Supreme Court Transfers PIL Challenging Muslim Personal Law (Shariat) Application Act, 1937 From Allahabad HC To Itself
|The Supreme Court, today, transferred to itself a Public Interest Litigation pending before the Allahabad High Court challenging the validity of the Muslim Personal (Shariat) Application Act, 1937 and Section 494 IPC.
A transfer petition was filed by the Union of India seeking the transfer of the PIL from the High Court of Allahabad to the Supreme Court on the ground that identical issues are pending before the Constitution Bench of 5-judges in the matter of Ashwini Kumar Upadhyay vs. Union Of India.
The Bench of Justice Surya Kant and Justice K.V. Viswanathan at the outset asked why the cause title mentions "Union of Bharat" instead of the usual "Union of India", only to realise that the cause title as framed by the petitioner before the High Court has been adopted in the present case before the Apex Court.
The Court said in its Order, “The transfer of the above-listed Writ Petition is sought on the ground that identical issues are pending before the Constitution Bench of this Court in Writ Petition 202 of 2018. Notice was issued and service was also complete.
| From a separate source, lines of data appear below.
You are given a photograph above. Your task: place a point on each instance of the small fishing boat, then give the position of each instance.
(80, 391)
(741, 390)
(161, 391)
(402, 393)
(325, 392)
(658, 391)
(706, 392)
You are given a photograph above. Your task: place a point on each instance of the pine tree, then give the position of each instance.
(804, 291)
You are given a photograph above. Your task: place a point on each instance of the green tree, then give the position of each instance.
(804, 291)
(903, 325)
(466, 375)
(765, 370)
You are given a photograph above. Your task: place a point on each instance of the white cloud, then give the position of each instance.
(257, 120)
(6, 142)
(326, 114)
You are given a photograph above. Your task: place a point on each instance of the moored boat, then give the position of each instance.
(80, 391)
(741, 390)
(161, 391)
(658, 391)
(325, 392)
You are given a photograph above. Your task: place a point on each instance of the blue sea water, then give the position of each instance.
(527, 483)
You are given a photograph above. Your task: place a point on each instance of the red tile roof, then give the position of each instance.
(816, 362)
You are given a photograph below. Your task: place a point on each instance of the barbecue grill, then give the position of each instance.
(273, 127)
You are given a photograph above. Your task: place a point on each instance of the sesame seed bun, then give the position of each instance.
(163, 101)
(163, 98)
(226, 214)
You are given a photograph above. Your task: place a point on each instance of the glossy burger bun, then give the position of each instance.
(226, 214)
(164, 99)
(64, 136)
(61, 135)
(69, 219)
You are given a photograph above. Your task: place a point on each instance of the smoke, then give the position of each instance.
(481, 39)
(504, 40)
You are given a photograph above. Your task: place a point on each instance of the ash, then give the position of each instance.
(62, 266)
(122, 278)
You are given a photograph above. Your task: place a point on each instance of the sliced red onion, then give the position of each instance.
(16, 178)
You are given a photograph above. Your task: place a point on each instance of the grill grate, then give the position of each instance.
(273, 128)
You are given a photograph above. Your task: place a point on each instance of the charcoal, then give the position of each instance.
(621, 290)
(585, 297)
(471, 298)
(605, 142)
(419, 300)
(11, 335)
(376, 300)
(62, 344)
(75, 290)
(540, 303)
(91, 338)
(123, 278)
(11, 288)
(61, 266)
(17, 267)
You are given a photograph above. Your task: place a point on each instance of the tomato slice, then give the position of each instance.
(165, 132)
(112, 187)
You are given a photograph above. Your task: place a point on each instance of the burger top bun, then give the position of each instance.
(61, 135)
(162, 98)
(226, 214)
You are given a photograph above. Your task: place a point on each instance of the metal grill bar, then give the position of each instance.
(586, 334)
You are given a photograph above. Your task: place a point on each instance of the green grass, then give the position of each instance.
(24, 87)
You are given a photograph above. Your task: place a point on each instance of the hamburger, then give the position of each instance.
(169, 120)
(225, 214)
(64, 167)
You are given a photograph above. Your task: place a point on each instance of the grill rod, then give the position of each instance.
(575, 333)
Respondent-Board has not entered the appearance…it seems that the issues which have been raised in the High Court in the above-mentioned Writ Petition are broadly under consideration before the Constitution Bench in WP No. 202 of 2018. Consequently, we deem it appropriate to transfer the Writ Petition… to this Court and tag it with the Writ Petition No. 202 of 2018".
The Supreme Court issued the notice in the matter on November 11, 2023 and had stayed the proceedings before the High Court.
In the main matter (Writ Petition No. 202 of 2018), the Supreme Court had said that it would set up a fresh five-judge Constitution bench at an "appropriate stage" to hear pleas challenging the constitutional validity of polygamy and 'nikah halala' among Muslims.
A bench comprising Chief Justice DY Chandrachud, Justice PS Narasimha, and Justice JB Pardiwala was urged by lawyer Ashwini Upadhyay, who had filed a PIL on the issue, that Section 494 of the Indian Penal Code allows polygamy, halala etc. and needs to be struck down.
"I will consider it. At an appropriate stage, I will constitute a constitution bench," the CJI had responded.
On August 30 last year, a five-judge bench comprising Justices Indira Banerjee, Hemant Gupta, Surya Kant, M M Sundresh and Sudhanshu Dhulia had made the National Human Rights Commission (NHRC), National Commission for Women (NCW) and the National Commission for Minorities (NCM) parties to the PILs and sought their responses.
Upadhyay, in his PIL, had sought a direction to declare polygamy and 'nikah halala' unconstitutional and illegal. While polygamy allows a Muslim man to have four wives, 'nikah halala' deals with the process in which a Muslim woman, who wants to re-marry her husband after divorce, has to first marry another person and get a divorce from him after the consummation.
Cause Title: Union Of Bharat v. Hindu Personal Law Board & Anr.